Os vereadores da oposição na Câmara de Lisboa rejeitaram esta quarta-feira a moção proposta pela liderança PSD/CDS-PP para instar o Governo a implementar “uma verdadeira descentralização em matéria de habitação”, no âmbito do programa Mais Habitação.

Em reunião pública do executivo camarário, a moção apresentada pela liderança PSD/CDS-PP, que governa sem maioria absoluta, tendo apenas sete eleitos entre os 17 membros que integram câmara, foi chumbada com “total união” dos vereadores da oposição, nomeadamente do PS (quatro), Cidadãos Por Lisboa (dois vereadores eleitos pela coligação PS/Livre), PCP (dois), BE (um) e Livre (um).

“O Governo, num exercício de centralismo serôdio, anunciou o programa Mais Habitação, que assenta numa lógica maniqueísta que oscila entra a imposição e a proibição, sem ter sentido a necessidade de ouvir as autarquias, quando é certo que algumas das medidas têm impacto direto na atividade autárquica e bem se sabendo que o problema da habitação não se resolve sem um sério envolvimento do poder local”, apontou a liderança PSD/CDS-PP, na moção “por uma verdadeira descentralização em matéria de habitação”.

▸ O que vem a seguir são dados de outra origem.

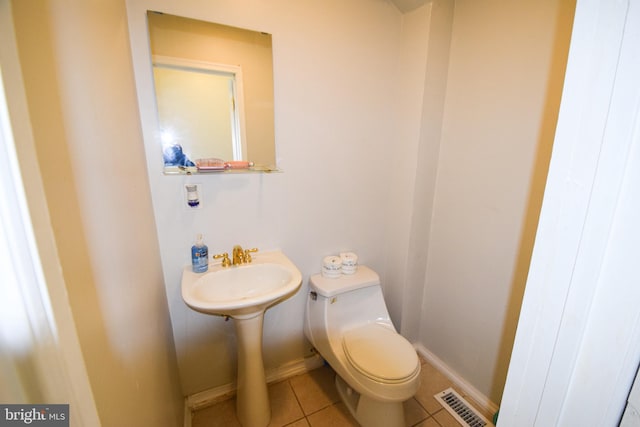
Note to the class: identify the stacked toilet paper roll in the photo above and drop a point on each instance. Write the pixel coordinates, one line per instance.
(349, 262)
(335, 266)
(332, 267)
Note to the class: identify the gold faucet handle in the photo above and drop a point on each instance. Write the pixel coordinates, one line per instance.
(226, 262)
(247, 255)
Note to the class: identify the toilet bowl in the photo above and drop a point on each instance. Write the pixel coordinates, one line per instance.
(348, 324)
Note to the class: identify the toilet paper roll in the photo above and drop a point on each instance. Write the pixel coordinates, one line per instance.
(332, 267)
(349, 259)
(332, 263)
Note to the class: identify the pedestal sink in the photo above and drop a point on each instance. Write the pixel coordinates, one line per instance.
(244, 292)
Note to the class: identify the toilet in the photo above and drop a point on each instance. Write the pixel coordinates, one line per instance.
(348, 324)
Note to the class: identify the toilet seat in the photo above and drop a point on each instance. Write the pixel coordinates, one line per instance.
(379, 353)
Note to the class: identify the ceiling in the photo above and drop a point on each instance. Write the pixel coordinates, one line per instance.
(408, 5)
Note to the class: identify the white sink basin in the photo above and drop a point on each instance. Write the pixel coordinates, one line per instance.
(238, 291)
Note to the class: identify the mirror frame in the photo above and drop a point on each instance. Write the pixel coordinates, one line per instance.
(141, 57)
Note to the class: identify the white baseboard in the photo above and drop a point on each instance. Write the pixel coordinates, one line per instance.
(465, 387)
(216, 394)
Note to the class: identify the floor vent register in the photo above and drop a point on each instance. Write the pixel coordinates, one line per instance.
(461, 410)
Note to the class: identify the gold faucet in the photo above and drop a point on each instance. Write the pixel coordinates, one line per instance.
(238, 255)
(241, 256)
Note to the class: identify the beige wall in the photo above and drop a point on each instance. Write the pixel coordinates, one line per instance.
(77, 73)
(504, 83)
(359, 162)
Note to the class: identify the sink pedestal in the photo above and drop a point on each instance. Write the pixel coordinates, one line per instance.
(252, 400)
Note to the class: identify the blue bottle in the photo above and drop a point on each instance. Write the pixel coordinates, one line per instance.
(200, 256)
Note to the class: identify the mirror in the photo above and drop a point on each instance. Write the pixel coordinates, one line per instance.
(214, 95)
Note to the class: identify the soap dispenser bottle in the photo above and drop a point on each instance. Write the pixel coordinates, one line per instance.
(200, 256)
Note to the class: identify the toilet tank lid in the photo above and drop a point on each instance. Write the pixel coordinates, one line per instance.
(329, 287)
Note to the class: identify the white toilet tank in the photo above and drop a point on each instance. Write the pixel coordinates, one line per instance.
(342, 303)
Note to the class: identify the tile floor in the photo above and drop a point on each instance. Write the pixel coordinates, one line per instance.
(311, 399)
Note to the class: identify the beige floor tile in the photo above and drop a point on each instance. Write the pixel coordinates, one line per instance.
(431, 382)
(332, 416)
(445, 419)
(414, 412)
(429, 422)
(222, 414)
(315, 389)
(300, 423)
(284, 405)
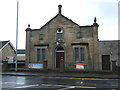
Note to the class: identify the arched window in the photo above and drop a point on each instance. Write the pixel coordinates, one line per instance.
(59, 35)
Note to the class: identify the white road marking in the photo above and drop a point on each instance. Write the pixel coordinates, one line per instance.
(67, 86)
(11, 83)
(27, 86)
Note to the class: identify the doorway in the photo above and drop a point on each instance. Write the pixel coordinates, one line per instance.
(105, 62)
(59, 56)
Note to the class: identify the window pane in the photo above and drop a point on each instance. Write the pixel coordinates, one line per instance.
(38, 54)
(82, 54)
(43, 54)
(59, 36)
(76, 54)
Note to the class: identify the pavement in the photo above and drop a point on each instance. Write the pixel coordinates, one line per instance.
(63, 74)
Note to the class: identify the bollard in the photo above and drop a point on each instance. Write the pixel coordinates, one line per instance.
(45, 66)
(62, 66)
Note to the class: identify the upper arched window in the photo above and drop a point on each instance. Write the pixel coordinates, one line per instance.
(59, 34)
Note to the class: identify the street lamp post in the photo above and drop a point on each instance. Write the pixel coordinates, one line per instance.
(16, 66)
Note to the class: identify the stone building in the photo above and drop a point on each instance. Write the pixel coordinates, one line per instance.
(109, 54)
(61, 39)
(7, 54)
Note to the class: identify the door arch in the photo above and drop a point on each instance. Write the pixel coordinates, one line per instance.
(59, 55)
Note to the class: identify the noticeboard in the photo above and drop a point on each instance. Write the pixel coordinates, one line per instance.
(80, 66)
(35, 65)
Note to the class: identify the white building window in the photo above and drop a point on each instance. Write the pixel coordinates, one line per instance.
(41, 54)
(59, 35)
(80, 54)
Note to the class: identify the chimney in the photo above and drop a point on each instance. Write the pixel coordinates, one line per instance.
(59, 9)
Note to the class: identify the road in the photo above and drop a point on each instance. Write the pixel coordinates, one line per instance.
(57, 83)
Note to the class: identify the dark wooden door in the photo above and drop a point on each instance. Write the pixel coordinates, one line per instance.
(59, 55)
(105, 62)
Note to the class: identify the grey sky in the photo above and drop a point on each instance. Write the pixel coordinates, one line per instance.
(39, 12)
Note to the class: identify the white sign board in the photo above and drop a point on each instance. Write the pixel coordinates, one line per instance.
(35, 65)
(10, 59)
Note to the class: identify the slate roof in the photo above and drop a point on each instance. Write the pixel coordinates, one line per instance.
(2, 43)
(21, 51)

Antes da votação, no período antes da ordem do dia, o tema da habitação foi levantado pela vereadora do PS Inês Drummond, que lamentou a reação do presidente da câmara, Carlos Moedas (PSD), ao programa Mais Habitação, anunciado na quinta-feira pelo Governo, considerando que o autarca se “precipitou na crítica fácil, foi incapaz de somar contributos, acrescentar ideias e propor soluções”.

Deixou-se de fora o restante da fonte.